The rest of this paper is organized as follows. In Section 2.1, the reformulated optimization problem and the method for determining the initial points are proposed. In addition, a brief review of the above mentioned optimization methods, i.e., the NM method, the UKF method, the GA, and the PSO algorithm, is provided. Section 3 and Section 4 show effects of optimization parameters and comparison results of these acceleration methods in simulations as well as the detail computation results of the UKF method. Finally, the conclusion is given in Section 5.

## Proposed implementation method and simulation settings

### Efficient implementation of basis search for AFD

#### Maximal sifting problem reformulation

The optimization problem of the MSP in (5) is a maximum problem with complex-valued variables. However, the selected optimization methods, including the NM algorithm, the UKF method, the GA, and the PSO algorithm, are all designed for the minimization problem with real-valued variables. Therefore, the original optimization problem shown in (5) needs to be further adjusted.

For the NM algorithm, the GA, and the PSO algorithm, since the objective function $$A_{G_{n}}^{2}(a_{n})$$ only contains non-negative function values, finding the global maximum of $$A_{G_{n}}^{2}$$ is equivalent to finding the global minimum of $$-A_{G_{n}}^{2}$$. Moreover, $$A_{G_{n}}^{2}(a_{n})$$ is mainly determined by the magnitude ρn and the phase αn of an, and thus the corresponding equivalent minimization problem with real-valued variables can be expressed as

$$\begin{array}{ll} \text{minimize}&Y_{1}(\rho_{n},\alpha_{n})=-\left|\left<G_{n},e_{\left\{\rho_{n} e^{j\alpha_{n}}\right\}}\right>\right|^{2},\\ \text{subject to}&0\leq\rho_{n}<1\text{ and } 0\leq \alpha_{n}<2\pi. \end{array}$$
(6)

For the UKF method, since it requires that the objective function values are non-negative, the reformulated optimization problem shown in (6) is not further suitable. According to the orthogonal property of $$\left \{B_{n}\right \}_{n=1}^{\infty }$$, (5) is equivalent to

$$\begin{array}{l} \text{minimize}\\ Y_{2}(\rho_{n},\alpha_{n})=\left\|G\right\|^{2}-\sum\limits_{m=1}^{n} \left|\left<G_{m},e_{\left\{\rho_{m} e^{j\alpha_{m}}\right\}}\right>\right|^{2},\\ \text{subject to }0\leq\rho_{n}<1\text{ and }0\leq \alpha_{n}<2\pi, \end{array}$$
(7)

which can be applied for the UKF method.

#### Determination of initial points

For the selected optimization methods, initial points are important for the optimization performance. In the NM algorithm and the UKF method, to determine suitable initial points, a coarse search step is applied. First, a set of (ρn,k,αn,k) in the search range 0≤ρn,k<1 are selected randomly with the uniform distribution where k=1,2,3,,Nrand and Nrand denote the total number of points in the dictionary of determining suitable initial points. Then, the objective function values at these points Y(ρn,k,αn,k) are evaluated. Finally, points at which the objective function contains small values are selected as the initial points. Since the initial points are only required to approximate to the point at which the objective function achieves the global optimum, the number of points to be evaluated can be much smaller compared to that in the conventional exhaustive search method. In the GA and the PSO algorithm, such kind of the coarse initial point searching has already been included in their stochastic searching process. Therefore, the dictionary of determining suitable initial points in the GA and the PSO algorithm is equivalent to that of individuals, i.e., a set of (ρn,k,αn,k) where k=1,2,3,,Nind, and Nind denotes the total number of individuals.
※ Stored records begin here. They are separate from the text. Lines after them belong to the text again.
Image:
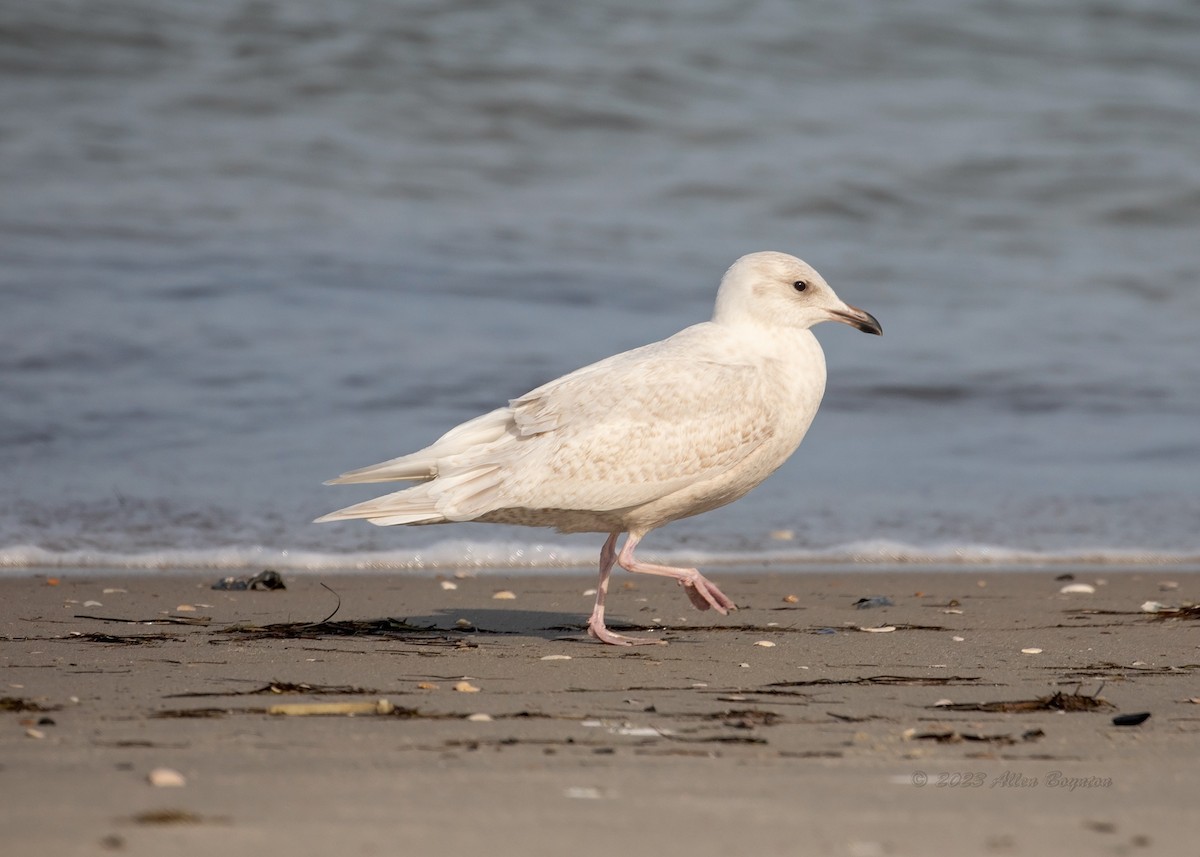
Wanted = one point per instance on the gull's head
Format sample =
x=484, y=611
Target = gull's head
x=779, y=291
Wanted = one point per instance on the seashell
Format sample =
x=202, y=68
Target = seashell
x=1085, y=588
x=166, y=778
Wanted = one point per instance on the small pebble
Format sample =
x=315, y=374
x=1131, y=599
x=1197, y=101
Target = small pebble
x=1131, y=719
x=166, y=778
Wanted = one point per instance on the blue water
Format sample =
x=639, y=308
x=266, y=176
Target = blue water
x=245, y=246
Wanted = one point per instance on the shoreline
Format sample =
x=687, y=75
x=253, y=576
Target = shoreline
x=713, y=742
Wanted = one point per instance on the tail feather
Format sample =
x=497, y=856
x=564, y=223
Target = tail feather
x=423, y=465
x=459, y=496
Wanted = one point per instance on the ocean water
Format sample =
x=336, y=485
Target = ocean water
x=249, y=245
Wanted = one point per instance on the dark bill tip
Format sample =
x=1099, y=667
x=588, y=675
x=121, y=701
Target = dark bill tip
x=861, y=319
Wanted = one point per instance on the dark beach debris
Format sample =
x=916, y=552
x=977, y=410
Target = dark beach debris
x=201, y=713
x=18, y=703
x=1188, y=611
x=155, y=621
x=1117, y=671
x=915, y=681
x=852, y=718
x=265, y=581
x=1131, y=719
x=385, y=628
x=1056, y=701
x=125, y=639
x=955, y=737
x=285, y=688
x=175, y=816
x=745, y=718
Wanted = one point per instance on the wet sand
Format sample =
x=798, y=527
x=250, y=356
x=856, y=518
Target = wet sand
x=833, y=741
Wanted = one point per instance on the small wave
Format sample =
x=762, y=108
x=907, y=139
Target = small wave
x=499, y=556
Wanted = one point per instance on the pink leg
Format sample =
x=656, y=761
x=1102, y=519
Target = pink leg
x=702, y=593
x=595, y=624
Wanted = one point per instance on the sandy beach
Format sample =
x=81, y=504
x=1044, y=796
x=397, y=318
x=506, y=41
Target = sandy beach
x=981, y=723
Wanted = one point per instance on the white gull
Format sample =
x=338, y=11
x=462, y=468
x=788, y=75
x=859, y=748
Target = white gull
x=642, y=438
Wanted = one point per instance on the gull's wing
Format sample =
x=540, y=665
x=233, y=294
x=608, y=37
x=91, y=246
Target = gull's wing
x=618, y=433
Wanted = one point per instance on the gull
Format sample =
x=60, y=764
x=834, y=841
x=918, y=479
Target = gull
x=641, y=438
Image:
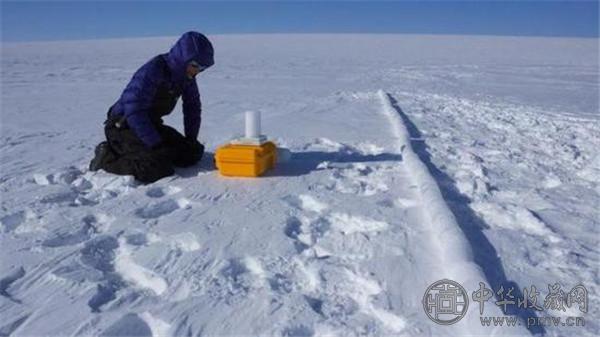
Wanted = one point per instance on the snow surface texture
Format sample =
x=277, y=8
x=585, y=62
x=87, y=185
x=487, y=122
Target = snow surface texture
x=413, y=159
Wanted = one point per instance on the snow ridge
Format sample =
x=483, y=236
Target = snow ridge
x=451, y=248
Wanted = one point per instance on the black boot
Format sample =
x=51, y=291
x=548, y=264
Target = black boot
x=103, y=153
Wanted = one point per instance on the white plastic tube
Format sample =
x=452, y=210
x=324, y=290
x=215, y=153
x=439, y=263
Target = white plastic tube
x=252, y=124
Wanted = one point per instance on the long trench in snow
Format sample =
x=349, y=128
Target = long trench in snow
x=446, y=241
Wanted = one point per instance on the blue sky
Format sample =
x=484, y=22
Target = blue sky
x=54, y=20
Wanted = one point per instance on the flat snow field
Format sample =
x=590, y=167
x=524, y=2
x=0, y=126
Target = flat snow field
x=413, y=159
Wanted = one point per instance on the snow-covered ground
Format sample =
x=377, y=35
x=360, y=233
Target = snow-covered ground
x=414, y=159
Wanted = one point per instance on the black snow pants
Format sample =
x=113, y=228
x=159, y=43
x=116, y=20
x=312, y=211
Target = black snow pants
x=130, y=156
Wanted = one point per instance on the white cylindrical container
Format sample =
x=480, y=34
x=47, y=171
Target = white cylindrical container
x=252, y=124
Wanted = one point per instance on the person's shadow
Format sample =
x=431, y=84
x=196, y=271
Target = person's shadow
x=301, y=163
x=298, y=163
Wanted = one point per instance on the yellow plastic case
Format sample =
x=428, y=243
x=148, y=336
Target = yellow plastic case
x=237, y=160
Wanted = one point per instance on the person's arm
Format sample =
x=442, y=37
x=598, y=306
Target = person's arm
x=137, y=99
x=192, y=110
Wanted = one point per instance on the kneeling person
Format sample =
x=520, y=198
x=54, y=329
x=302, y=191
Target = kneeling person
x=137, y=142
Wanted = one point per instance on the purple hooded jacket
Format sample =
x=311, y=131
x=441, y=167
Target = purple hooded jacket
x=155, y=87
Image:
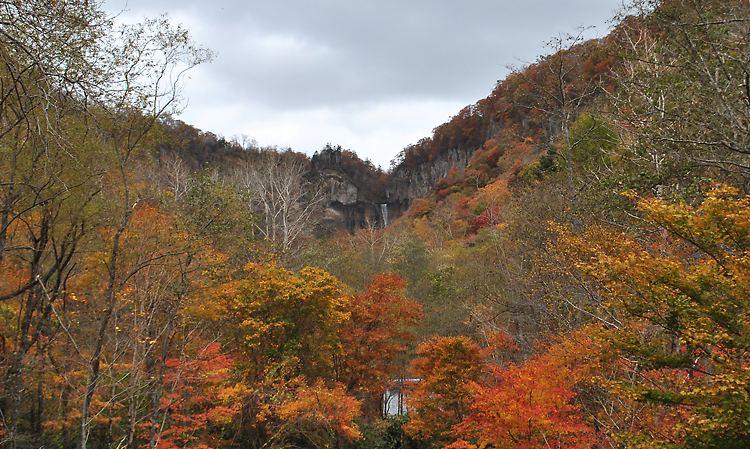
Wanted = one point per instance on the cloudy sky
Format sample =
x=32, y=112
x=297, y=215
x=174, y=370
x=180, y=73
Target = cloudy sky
x=370, y=75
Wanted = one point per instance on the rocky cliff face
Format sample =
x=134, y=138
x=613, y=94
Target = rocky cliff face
x=348, y=208
x=408, y=183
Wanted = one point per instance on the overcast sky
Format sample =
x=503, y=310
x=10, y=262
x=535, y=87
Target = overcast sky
x=371, y=76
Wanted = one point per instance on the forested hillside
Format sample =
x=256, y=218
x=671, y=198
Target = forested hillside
x=563, y=264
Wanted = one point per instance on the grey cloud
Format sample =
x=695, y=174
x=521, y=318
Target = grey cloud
x=289, y=58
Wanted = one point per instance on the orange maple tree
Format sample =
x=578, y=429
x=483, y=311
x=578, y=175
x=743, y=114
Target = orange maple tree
x=373, y=339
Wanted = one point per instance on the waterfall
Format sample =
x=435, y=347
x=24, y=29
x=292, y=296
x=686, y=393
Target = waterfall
x=384, y=214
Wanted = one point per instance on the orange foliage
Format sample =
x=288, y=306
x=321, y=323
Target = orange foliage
x=373, y=339
x=447, y=369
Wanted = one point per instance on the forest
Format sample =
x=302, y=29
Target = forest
x=581, y=281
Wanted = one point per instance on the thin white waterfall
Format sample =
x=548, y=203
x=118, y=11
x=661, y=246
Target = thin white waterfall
x=384, y=214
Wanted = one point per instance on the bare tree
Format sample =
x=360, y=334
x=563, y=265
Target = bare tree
x=283, y=200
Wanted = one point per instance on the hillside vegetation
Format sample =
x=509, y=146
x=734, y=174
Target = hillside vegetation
x=564, y=263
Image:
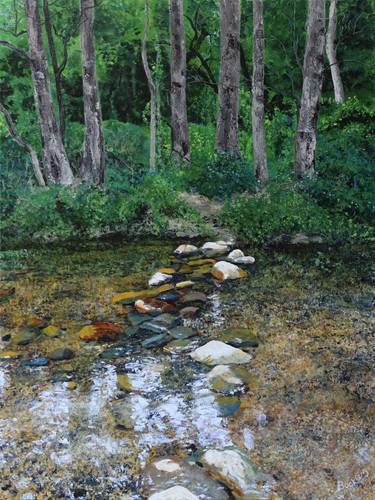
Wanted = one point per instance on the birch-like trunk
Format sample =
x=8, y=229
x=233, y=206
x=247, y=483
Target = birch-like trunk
x=151, y=86
x=227, y=124
x=257, y=110
x=24, y=145
x=311, y=90
x=331, y=54
x=93, y=160
x=55, y=161
x=55, y=66
x=180, y=136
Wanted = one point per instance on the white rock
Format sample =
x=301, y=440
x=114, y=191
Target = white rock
x=219, y=353
x=212, y=248
x=186, y=250
x=167, y=465
x=159, y=278
x=238, y=257
x=174, y=493
x=233, y=468
x=223, y=270
x=225, y=373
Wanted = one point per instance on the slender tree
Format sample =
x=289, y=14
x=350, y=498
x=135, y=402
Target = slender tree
x=331, y=53
x=180, y=136
x=311, y=90
x=151, y=86
x=24, y=145
x=93, y=160
x=55, y=161
x=57, y=68
x=257, y=110
x=227, y=124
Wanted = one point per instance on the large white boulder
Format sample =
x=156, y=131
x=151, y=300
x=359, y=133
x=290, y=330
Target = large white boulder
x=238, y=257
x=213, y=248
x=174, y=493
x=223, y=270
x=232, y=467
x=219, y=353
x=159, y=278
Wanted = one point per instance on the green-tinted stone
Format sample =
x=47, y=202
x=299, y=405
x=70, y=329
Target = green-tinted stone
x=239, y=337
x=182, y=332
x=227, y=405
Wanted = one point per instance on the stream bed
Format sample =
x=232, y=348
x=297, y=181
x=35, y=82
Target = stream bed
x=91, y=424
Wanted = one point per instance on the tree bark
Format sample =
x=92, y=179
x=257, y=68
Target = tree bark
x=311, y=90
x=151, y=86
x=257, y=110
x=56, y=164
x=93, y=160
x=180, y=135
x=23, y=145
x=227, y=125
x=56, y=69
x=331, y=53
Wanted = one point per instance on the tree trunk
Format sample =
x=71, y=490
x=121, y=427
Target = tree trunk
x=24, y=145
x=259, y=142
x=151, y=86
x=93, y=161
x=311, y=90
x=227, y=125
x=56, y=164
x=55, y=66
x=180, y=136
x=331, y=53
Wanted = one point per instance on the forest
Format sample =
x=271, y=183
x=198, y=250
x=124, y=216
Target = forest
x=187, y=249
x=117, y=108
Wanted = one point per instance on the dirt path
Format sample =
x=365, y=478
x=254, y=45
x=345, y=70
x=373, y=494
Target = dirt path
x=209, y=211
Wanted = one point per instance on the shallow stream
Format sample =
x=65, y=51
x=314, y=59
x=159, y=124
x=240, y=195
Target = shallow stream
x=306, y=419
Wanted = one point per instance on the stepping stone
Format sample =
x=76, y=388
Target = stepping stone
x=239, y=337
x=223, y=271
x=186, y=251
x=182, y=332
x=192, y=297
x=35, y=362
x=61, y=354
x=159, y=278
x=218, y=353
x=233, y=468
x=156, y=341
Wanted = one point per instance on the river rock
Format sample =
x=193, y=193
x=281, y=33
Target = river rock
x=156, y=341
x=223, y=271
x=215, y=248
x=233, y=468
x=36, y=362
x=61, y=354
x=189, y=312
x=167, y=472
x=182, y=332
x=143, y=308
x=238, y=257
x=178, y=346
x=186, y=251
x=174, y=493
x=219, y=353
x=159, y=278
x=227, y=405
x=239, y=337
x=193, y=297
x=225, y=380
x=101, y=330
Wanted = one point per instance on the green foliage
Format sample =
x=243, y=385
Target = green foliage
x=279, y=210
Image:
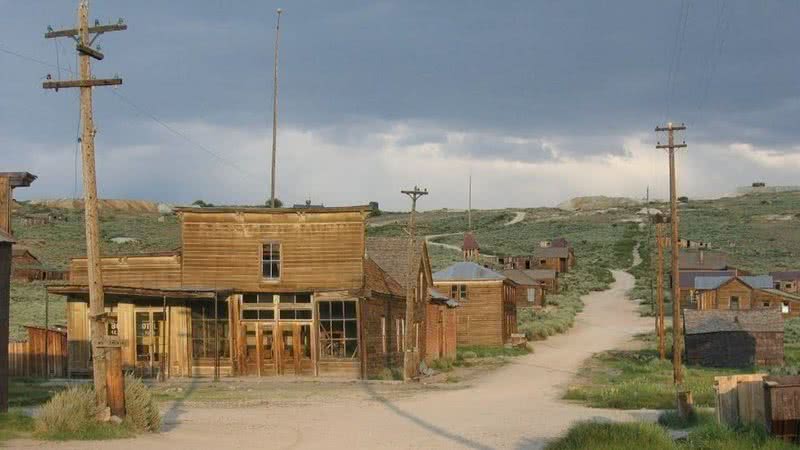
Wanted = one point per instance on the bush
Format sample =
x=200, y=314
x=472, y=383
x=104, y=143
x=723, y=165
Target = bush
x=68, y=412
x=141, y=411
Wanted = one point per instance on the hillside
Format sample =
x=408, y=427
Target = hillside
x=759, y=231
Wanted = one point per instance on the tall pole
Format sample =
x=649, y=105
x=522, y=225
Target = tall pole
x=275, y=107
x=677, y=322
x=408, y=360
x=660, y=288
x=469, y=204
x=84, y=39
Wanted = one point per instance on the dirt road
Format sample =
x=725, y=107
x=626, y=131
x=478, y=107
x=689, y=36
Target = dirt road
x=516, y=407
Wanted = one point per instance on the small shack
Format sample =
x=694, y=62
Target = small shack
x=488, y=313
x=529, y=292
x=734, y=338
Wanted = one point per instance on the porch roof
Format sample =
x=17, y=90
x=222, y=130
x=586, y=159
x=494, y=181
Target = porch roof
x=65, y=289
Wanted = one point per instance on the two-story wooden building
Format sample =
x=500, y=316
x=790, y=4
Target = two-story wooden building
x=488, y=312
x=252, y=291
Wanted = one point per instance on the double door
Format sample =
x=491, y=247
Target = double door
x=276, y=348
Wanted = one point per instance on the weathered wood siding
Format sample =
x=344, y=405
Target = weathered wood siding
x=734, y=349
x=318, y=250
x=481, y=316
x=150, y=271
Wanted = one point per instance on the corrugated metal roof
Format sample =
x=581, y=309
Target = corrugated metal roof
x=466, y=270
x=5, y=237
x=755, y=282
x=718, y=321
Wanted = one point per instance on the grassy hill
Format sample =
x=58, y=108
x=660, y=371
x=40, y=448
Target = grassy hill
x=759, y=231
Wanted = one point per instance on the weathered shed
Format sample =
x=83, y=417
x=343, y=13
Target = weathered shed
x=488, y=313
x=734, y=338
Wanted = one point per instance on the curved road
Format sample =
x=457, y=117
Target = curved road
x=515, y=407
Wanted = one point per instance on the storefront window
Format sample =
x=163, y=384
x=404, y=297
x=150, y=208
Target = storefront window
x=203, y=330
x=338, y=330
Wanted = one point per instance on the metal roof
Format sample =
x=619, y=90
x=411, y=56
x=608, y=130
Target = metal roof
x=755, y=282
x=719, y=321
x=465, y=271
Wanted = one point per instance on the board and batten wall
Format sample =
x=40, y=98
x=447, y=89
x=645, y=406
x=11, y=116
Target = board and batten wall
x=318, y=250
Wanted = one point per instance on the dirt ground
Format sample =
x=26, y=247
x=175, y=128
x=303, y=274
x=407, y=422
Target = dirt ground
x=515, y=407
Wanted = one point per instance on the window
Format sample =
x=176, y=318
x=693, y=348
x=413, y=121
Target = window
x=338, y=330
x=257, y=307
x=383, y=334
x=271, y=261
x=203, y=329
x=458, y=291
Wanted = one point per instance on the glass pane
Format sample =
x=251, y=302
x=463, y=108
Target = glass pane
x=351, y=329
x=337, y=310
x=324, y=310
x=349, y=310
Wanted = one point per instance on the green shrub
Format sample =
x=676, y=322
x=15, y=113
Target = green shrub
x=140, y=409
x=68, y=412
x=613, y=436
In addition, for some specific types of signals, such as electrocardiography (ECG) signals, the distributions of an have already been recognized, which can be considered as the pre-knowledge for searching suitable an [6, 7]. Accordingly, the number of points in the coarse search process for initial points can be further reduced . More specifically, suppose the distribution range of an is known, which is that the phase search range of an is limited into [αmin,αmax), and the magnitude search range of an is limited into [ρmin,ρmax), the kth point in the dictionary for searching initial points can be computed as

$$\left\{ \begin{array}{l} \rho_{n,k}=\sqrt{\left(\rho_{\text{max}}^{2}-\rho_{\text{min}}^{2}\right)u_{k}+\rho_{\text{min}}^{2}}\;\\ \alpha_{n,k}= (\alpha_{\text{max}}-\alpha_{\text{min}})v_{k}+\alpha_{\text{min}} \end{array}\right.$$
(8)

where uk and vk are two random numbers in [0,1). The distributions of uk and vk follow the distributions of an. Suppose only the searching range of an is known, uk and vk can be assumed as the uniform distribution to achieve the maximum entropy and thus cover most points in the searching range . Since the following simulations are carried out mainly for comparing performances of optimization methods, this strategy is not applied. However, for real applications, the distribution of an can be recognized first to further reduce the computation time of searching the initial points. Moreover, since the evaluations of the objective function at different points are not interrupted with each other, the parallel computing can be adopted to enhance the computing speed of the searching the initial points. However, this paper is mainly to verify the effects of parameters and the performances of following optimization methods for the computation efficiency of the AFD. Therefore, in the following simulations, the parallel computing is not adopted. In the next section, the NM algorithm, the UKF method, the GA, and the PSO algorithm will be reviewed, which will be adopted to solve (6). The pseudocode of the AFD based on the four optimization algorithms is shown in Algorithm 1. Although this implementation is based on the core AFD, these optimization algorithms can also be applied for the unwinding AFD and the cyclic AFD.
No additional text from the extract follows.